As to whether or not commodity prices will continue to stay low will depend on whether the African swine flu, which has affected about one third of Chinese farms, is resolved.
“As we know it, China is a big importer of soy. The swine flu has reduced China’s demand for soybeans and this has caused prices to fall about 10% year on year,” he says.
In an initiation report on Leong Hup by HLIB Research late last month, the research house highlights that feed prices represent the second largest variable component in the group’s livestock business.
“We note that the prices of both corn and soybean meal have eased since July, as weather concerns in the US (the world’s largest corn producer) eased, which has, in turn, resulted in corn prices trending downwards, and demand concerns arising from the African swine flu outbreak and trade escalations,” notes HLIB Research.

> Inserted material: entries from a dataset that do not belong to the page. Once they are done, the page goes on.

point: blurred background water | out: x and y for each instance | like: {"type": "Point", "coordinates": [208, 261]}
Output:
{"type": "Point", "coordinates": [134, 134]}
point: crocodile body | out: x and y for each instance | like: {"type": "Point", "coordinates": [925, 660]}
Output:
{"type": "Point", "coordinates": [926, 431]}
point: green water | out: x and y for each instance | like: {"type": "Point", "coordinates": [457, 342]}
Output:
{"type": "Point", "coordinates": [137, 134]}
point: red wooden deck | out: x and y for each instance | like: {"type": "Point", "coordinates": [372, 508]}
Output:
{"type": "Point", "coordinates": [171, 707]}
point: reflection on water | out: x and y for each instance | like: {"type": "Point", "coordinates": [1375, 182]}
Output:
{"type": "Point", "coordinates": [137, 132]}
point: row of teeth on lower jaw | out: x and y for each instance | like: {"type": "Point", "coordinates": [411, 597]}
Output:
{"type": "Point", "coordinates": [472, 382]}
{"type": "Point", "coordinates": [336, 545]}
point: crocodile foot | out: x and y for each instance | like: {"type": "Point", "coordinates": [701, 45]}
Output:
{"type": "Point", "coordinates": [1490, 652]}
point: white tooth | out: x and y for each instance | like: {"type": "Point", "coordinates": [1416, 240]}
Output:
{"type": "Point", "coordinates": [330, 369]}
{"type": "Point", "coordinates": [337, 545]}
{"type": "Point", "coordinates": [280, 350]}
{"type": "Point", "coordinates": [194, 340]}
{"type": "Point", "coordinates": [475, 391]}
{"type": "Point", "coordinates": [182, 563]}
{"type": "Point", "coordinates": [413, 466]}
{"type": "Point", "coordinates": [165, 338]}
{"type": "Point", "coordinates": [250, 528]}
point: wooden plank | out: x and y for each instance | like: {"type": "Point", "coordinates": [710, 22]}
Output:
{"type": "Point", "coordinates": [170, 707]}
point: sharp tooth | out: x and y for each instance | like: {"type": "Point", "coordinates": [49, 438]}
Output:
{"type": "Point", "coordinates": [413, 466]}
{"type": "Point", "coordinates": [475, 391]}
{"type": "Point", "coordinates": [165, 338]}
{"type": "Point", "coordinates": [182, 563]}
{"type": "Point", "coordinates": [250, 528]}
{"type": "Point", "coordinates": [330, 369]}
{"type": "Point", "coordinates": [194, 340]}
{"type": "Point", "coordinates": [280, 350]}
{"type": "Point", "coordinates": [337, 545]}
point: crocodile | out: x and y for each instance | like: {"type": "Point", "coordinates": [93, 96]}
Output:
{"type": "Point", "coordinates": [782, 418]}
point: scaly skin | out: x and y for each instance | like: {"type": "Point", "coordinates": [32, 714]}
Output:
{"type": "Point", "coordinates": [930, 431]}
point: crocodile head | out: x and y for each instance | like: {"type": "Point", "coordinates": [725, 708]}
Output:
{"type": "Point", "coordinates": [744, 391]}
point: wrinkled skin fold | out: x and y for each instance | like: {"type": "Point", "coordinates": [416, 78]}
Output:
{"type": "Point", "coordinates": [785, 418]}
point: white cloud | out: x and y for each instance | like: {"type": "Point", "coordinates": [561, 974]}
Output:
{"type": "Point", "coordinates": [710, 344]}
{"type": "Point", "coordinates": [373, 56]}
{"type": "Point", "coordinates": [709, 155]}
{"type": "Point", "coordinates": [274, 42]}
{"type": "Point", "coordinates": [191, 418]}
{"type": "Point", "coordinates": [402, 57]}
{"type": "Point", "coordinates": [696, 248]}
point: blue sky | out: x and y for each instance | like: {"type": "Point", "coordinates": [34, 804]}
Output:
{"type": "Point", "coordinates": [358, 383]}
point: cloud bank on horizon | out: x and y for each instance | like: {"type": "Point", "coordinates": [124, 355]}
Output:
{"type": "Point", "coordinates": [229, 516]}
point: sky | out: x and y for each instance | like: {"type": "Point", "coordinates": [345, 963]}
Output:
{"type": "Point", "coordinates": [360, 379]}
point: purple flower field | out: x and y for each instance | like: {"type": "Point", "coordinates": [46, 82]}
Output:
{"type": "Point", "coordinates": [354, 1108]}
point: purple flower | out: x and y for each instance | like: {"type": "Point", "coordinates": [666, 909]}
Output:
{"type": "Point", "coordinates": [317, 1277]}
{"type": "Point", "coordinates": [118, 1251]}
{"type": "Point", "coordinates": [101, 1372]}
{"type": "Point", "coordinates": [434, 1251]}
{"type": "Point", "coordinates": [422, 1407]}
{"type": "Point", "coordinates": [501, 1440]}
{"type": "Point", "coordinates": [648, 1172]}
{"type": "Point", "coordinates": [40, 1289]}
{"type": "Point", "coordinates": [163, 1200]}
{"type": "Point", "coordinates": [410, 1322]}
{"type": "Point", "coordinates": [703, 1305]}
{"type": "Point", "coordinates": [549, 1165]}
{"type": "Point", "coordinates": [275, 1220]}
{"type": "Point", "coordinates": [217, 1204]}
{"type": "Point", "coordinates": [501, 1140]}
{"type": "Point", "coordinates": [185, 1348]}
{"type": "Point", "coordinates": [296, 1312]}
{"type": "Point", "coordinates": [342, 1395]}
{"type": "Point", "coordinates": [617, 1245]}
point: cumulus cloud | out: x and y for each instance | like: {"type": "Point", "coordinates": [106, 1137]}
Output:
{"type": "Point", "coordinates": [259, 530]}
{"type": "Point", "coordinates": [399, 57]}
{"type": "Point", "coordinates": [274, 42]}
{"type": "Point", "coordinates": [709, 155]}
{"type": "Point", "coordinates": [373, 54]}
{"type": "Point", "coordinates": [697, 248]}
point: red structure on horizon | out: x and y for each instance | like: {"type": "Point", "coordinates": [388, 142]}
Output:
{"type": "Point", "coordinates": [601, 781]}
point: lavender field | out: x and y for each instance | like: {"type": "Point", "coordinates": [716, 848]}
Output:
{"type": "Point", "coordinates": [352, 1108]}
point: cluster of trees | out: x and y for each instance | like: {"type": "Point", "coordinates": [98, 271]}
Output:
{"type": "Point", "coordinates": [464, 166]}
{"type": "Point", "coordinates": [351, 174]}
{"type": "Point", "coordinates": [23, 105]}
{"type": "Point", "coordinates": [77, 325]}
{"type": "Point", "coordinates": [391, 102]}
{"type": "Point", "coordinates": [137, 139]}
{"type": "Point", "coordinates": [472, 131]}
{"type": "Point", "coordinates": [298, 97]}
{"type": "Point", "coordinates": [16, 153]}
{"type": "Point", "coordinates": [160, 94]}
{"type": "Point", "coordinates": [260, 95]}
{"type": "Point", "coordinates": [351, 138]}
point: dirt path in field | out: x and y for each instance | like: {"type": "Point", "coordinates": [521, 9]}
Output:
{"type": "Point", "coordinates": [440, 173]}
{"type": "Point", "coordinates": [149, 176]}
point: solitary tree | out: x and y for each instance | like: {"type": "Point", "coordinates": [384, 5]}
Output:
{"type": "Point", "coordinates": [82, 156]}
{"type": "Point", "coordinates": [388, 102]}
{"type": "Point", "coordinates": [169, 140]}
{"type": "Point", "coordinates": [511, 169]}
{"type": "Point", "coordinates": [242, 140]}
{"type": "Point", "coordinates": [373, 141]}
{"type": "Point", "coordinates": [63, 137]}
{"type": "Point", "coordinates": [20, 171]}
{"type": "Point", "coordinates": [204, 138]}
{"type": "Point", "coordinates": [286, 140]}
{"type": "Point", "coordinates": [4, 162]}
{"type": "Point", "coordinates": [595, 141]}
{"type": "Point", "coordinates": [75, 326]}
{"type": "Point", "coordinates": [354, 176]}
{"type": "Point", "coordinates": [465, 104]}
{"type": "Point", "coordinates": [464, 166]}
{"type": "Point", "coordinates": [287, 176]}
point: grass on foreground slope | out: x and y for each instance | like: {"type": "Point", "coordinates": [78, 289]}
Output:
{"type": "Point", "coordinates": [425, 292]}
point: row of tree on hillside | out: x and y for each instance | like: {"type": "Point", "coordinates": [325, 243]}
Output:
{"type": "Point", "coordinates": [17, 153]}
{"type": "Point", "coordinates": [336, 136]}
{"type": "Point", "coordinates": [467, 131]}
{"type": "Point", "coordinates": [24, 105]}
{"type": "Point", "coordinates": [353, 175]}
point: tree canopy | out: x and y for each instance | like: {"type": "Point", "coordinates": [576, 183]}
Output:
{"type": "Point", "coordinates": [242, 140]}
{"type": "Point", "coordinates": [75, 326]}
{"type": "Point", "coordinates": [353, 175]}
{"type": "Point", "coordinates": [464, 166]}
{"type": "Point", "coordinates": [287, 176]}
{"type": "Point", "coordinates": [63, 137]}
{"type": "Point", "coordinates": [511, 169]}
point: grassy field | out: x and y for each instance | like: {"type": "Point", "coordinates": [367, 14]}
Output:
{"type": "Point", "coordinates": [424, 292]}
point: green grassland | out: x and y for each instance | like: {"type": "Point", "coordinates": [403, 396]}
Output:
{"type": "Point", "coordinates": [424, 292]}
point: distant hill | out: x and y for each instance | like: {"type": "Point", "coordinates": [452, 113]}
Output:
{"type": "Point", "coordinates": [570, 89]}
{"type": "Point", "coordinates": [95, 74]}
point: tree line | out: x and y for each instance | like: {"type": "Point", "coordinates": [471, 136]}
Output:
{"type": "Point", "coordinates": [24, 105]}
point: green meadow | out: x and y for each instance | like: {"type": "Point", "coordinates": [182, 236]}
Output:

For the near to medium term, the Food and Agricultural Policy Research Institute forecasts that grain prices will remain low due to the swine flu outbreak in China as well as the US-China trade tensions.
“We note that lower feed prices augur well for the livestock production cost as feed is the main cost component in producing livestock,” says HLIB Research.
In the meantime, all eyes will be on poultry farmers to see whether better earnings will come their way in the coming quarters on the back of stable selling prices and lower feed cost.